Again, this is something that you get better at doing with practice though. You’ll get better results, regardless of the equipment if you learn to expose properly in camera.
It should be said, that this is also a hinderance. Because there is so much leeway to “save” the picture later, you don’t spend the time to get the picture right in camera. The result is never as good as if you had achieved it in camera. If you have a camera with less dynamic range, you’ll definitely learn how to expose better.
Shooting style
This matters. If you’re shooting landscapes, autofocus with face detection might not be that important to you. Autofocus at all might not be that important to you.

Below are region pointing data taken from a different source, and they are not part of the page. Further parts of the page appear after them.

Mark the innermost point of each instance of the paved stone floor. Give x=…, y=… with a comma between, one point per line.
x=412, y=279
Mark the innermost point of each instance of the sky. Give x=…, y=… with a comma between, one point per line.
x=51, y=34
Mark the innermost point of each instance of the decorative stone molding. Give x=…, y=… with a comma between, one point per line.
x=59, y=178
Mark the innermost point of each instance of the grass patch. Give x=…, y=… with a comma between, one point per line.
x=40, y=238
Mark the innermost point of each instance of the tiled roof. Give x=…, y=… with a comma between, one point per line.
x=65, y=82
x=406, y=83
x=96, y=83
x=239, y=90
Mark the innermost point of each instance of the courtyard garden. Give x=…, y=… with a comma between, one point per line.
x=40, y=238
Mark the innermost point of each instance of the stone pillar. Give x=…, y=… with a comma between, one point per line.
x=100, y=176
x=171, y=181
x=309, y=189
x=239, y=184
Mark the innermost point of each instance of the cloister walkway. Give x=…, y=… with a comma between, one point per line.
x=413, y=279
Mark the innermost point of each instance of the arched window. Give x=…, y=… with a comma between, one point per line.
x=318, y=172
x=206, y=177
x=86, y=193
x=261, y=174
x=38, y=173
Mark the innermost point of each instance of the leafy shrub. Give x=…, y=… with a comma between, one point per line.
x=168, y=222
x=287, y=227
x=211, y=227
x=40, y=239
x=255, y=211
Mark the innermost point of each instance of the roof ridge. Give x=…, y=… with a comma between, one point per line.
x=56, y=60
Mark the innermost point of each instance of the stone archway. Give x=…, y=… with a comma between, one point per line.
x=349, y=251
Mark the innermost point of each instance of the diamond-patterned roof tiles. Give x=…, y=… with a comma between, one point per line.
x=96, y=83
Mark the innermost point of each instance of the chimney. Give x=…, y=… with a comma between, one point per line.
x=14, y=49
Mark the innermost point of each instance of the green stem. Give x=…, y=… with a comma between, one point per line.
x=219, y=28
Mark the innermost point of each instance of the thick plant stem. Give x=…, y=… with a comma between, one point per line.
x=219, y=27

I find myself using vintage glass with adapters quite a bit these days. I like the imperfect look of it. It has a quality that is enjoyable. None of them have autofocus. I find them quite usable. I use them for everything, from street photography to landscapes. If this is you, you’re wasting your money on fancy autofocus systems.
As far as I can tell, face/eye detection autofocus is for the working professional that has limited time with a model. My subjects and style of photography rarely need face detection.